33 F.4th 600
1st Cir.2022Background
- Debtor Brian W. Coughlin took a payday loan from Lendgreen, a wholly owned subsidiary of the Lac Du Flambeau Band, and later filed a Chapter 13 petition listing Lendgreen as an unsecured creditor.
- The Bankruptcy Code automatic stay (11 U.S.C. § 362) barred collection outside the bankruptcy, but Lendgreen continued direct collection contacts.
- Coughlin moved in bankruptcy court to enforce the automatic stay and to recover damages under § 362(k); the Band asserted tribal sovereign immunity and the bankruptcy court dismissed the enforcement action.
- First Circuit granted direct appeal and considered whether the Bankruptcy Code abrogates tribal sovereign immunity.
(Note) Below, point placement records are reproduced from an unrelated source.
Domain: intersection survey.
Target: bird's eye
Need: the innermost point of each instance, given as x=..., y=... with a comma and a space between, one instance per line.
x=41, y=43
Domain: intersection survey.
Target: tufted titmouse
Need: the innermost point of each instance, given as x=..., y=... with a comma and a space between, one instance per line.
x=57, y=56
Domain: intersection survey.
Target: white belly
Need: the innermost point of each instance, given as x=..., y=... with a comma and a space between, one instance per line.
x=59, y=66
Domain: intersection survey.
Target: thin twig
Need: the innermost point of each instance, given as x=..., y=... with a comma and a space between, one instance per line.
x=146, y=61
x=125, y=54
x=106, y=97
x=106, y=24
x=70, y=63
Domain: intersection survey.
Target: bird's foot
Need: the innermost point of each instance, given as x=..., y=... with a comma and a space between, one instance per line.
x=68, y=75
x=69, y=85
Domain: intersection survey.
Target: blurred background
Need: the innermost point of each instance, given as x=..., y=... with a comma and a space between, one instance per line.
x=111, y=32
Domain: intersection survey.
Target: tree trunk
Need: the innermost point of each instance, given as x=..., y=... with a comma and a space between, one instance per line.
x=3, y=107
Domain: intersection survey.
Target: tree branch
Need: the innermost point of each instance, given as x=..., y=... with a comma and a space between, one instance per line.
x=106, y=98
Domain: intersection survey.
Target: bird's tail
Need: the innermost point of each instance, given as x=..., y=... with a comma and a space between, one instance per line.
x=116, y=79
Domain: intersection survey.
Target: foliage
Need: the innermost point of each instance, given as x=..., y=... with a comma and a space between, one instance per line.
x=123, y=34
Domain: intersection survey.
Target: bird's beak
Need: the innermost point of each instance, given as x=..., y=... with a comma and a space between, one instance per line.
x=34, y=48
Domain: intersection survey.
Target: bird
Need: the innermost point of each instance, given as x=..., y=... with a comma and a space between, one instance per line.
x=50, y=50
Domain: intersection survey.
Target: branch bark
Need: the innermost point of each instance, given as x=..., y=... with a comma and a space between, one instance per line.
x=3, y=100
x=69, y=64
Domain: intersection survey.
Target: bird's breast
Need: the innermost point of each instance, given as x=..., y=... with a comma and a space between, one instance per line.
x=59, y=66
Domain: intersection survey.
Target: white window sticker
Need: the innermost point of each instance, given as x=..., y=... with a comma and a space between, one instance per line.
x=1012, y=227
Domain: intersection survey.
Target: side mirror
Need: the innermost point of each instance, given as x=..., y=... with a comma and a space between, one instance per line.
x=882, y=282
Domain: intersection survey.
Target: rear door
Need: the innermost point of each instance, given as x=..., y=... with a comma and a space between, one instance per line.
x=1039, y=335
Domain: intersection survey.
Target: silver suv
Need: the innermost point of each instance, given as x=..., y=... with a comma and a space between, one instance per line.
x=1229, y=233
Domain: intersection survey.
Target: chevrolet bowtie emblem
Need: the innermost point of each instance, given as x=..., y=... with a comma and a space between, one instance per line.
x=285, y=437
- The panel concluded § 106(a) (enacted 1994) unequivocally abrogates sovereign immunity for "governmental unit[s]," and that § 101(27) (1978) defines "governmental unit" to include tribes as "domestic" governments; it reversed the bankruptcy court and remanded.
Issues
| Issue | Plaintiff's Argument | Defendant's Argument | Held |
|---|---|---|---|
| Whether the Bankruptcy Code abrogates tribal sovereign immunity | Coughlin: §106(a) "notwithstanding" language abrogates immunity as to listed Code provisions, and "governmental unit" includes tribes | Band: Congress must clearly name tribes; §101(27) does not expressly mention tribes so abrogation is not unequivocal | Court: §106(a) plus §101(27) definition yields unequivocal abrogation; tribes are "domestic government[s]" and §106 abrogates immunity |
| Whether the term "other foreign or domestic government" in §101(27) includes tribes | Coughlin: tribes are governments and "domestic dependent nations"—thus domestic governments under ordinary meaning and historical context | Band: residual phrase plausibly excludes tribes; Congress omitted "tribe" intentionally; interpretive canons favor tribes where ambiguous | Court: ordinary meaning, historical usage, statutory structure, and benefits conferred on governmental units support inclusion of tribes |
| Role of interpretive canons and legislative history | Coughlin: no magic-words rule required; Cooper forbids requiring explicit "tribe" word; legislative silence cannot create ambiguity where text is clear | Band: Indian canons and expressio unius support exclusion; legislative silence significant; Congress has explicitly named tribes elsewhere | Court: Indian canons apply only if statute ambiguous; text is unambiguous (per court) and Cooper prohibits a magic-words requirement |
| Practical effect / remedies (automatic stay enforcement) | Coughlin: entitlement to enforce stay and recover damages under §362(k) against creditor arm of tribe | Band: immunity bars in-personam relief and damages claims | Court: abrogation permits enforcement of automatic stay and damages remedy; remanded for further proceedings |
Key Cases Cited
- Michigan v. Bay Mills Indian Cmty., 572 U.S. 782 (2014) (describing tribal sovereign immunity and clear-statement abrogation rule)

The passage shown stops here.